What changed? How did one of the most competitive all-star games in the nation turn into one of the most predictable? Mississippi High School Activities Association director of development Todd Kelly has seen all but one of the last 22 contests and while the former journalist didn’t want to publicly comment on the issue, he noted the obvious contrast in large high school programs and population in the two states.
Alabama’s estimated 2013 population is 4,822,023, feeding 128 Class 5A and Class 6A football programs in the state. Mississippi has an estimated population of 2,984,926 to contribute to 64 Class 5A and 6A schools.
“We obviously want to try and get the best players, but you want it to be fair, you want the small-school players to have a shot,” Pogue said. “Obviously, the population over here (is a difference) — a lot of big schools, a lot more population. No excuse, we try to get the best 40, and I’m sure they try to get the best 40. It just seems like the last several years, maybe their 40 has been better than our 40.”
That’s one area where the selection committees for the two states may differ. Alabama changed its format several years ago, grabbing the bulk of its players from 5A and 6A schools. In 1995, 21 of the players came from the two largest classifications, but that number had jumped to 34 by 2010. Players from smaller schools, even the talented ones, play several positions and may develop into better position-specific players later in college, whereas players from larger schools need less coaching to face the high quality talent in an all-star game.

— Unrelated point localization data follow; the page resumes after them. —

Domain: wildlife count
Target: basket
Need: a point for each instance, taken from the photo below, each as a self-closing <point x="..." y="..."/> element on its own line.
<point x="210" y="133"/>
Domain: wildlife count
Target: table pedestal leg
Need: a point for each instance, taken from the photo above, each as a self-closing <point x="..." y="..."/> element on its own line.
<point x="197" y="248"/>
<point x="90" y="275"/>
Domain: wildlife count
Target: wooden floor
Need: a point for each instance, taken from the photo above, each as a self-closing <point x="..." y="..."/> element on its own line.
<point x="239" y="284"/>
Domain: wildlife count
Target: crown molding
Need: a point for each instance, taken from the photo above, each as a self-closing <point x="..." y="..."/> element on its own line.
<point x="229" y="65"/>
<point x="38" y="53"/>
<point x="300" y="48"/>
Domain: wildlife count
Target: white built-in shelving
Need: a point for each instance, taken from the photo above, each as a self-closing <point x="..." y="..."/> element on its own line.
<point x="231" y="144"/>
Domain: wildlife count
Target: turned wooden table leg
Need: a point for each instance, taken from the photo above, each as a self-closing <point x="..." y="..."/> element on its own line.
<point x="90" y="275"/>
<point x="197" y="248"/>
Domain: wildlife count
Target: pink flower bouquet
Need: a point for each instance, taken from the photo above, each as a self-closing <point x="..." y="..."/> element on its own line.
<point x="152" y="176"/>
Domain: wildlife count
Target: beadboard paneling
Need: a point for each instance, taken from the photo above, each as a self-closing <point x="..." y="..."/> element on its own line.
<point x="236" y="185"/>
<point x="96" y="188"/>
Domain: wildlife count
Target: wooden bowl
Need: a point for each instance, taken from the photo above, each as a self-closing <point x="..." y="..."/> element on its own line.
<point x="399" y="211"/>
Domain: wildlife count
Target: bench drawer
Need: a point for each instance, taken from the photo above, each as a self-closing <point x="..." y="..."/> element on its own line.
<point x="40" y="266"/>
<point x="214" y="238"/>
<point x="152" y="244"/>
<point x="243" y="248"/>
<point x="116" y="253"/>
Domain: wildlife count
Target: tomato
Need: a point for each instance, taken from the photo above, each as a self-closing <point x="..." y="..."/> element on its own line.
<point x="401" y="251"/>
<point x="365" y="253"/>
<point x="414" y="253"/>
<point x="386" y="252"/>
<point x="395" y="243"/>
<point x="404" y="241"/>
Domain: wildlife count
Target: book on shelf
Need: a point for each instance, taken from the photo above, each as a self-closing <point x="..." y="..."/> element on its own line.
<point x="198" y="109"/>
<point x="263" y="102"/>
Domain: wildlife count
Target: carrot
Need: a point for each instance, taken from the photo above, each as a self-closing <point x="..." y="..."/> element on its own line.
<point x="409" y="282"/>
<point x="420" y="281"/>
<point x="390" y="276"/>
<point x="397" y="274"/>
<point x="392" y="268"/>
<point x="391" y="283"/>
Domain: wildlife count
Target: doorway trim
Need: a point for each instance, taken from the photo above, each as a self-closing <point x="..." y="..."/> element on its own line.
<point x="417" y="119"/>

“In this game, it doesn’t really get down to any coaching strategy because you play with a certain set of rules,” Pogue said. “So the players are really the ones who stand out and make it happen in this game. It’s not like a certain scheme a coach put in made the difference. Obviously it’s a players’ game, and the last several years, they’ve had the better players.
“I know two years ago, the quarterback at Florida State (Jameis Winston) was in it and the running back at Alabama (T.J. Yeldon) was in it. You’ve got to have linemen on both sides to have a chance, you’ve got to have some guys offensively at the skill positions that can make a play because it’s hard to put a lot of drives together out there. And defensively, you’ve got to have guys who can play because when you play against guys like Yeldon and Winston, those guys are going to make big plays, and you have to have athletic guys that can match up with that. But that’s easier said than done.”
While the all-star rosters of both sides read like a who’s eho of college stars, the game is often decided by, as coaches like to say, big-time players making big-time plays, and if your team has more of them, you obviously have a better chance of winning.
“In an all-star game, you’ve got a lot of unknowns,” Pogue said. “You’ve got a short period of time (to practice for the game), you hope you don’t turn the ball over, you hope you don’t give up big plays. Those things are unknowns going into it.
“On paper, I think we’re very talented. Obviously, you don’t know until you get out there. I know Alabama’s very talented, they always are. I think it’s got a chance to be a great matchup.”